Role of HYPPO/YAP Mechanosignalling in early development of the haematopoietic system

The first working package (WP) would be the generation of fluorescent reporter cell lines to visualize endothelial-to-haematopoietic transition (EHT) and involvement of the Hippo Pathway signalling in this process. EHT marks the crucial first step of successful development of an adult blood system and takes place in the embryo. Fluorescent proteins (like green- or yellow fluorescent protein [GFP, YFP]) emit photons of specific wavelength upon excitation. Furthermore, they can be genetically coupled to a protein of interest and then added to the genome of cells. This enables us to engineer reporter cell lines that allow optical imaging of both expression and intracellular localization of a protein of our choice. The Hippo effector protein YAP exhibits different functions, depending on intracellular localization (cytosolic or nuclear). By constructing a fluorescent YAP-reporter cell line, we could differentiate between the two modes of action with high-contrast and temporal resolution. Additionally, by coupling other proteins of interests (say haematopoietic differentiation marker RUNX1) to fluorescent proteins with different emission/excitation-spectra, we would be able to image the proteins of interest in parallel and could gain insight on Hippo/YAP contribution on haematopoietic differentiation in human embryonic stem cell (hES).

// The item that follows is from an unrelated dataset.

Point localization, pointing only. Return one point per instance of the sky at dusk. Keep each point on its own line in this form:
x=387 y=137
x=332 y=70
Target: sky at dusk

The second WP would be the genetical alteration of YAP expression and consequences thereof on development and differentiation of hES. This could be done by measures of CRISPR/Cas9. By altering gene expression in the reporter cell line from the previous working package, we hope to gain insight into the causal relationship between Hippo/YAP and EHT.
The third WP concerns the mechanosensory property of YAP and its importance in the context of EHT. YAP has been shown in vitro to switch between previously mentioned modes depending on physical properties (e.g. stiffness) of the surrounding cellular microenvironment.
By culturing the previously mentioned fluorescent cell line on substrate with modified physical properties, we may produce insight on how the microenvironment leads to Hippo/YAP-mediated switching of specific genes that could be responsible for differentiation of haematopoietic stem cells (HSCs). Additionally, by analysing the physical properties of specific embryonic tissue, which is enriched during EHT, we might produce substantial insight, that could help in formulating a comprehensive description of the microenvironment in vivo that could lead to successful generation of HSCs in vitro.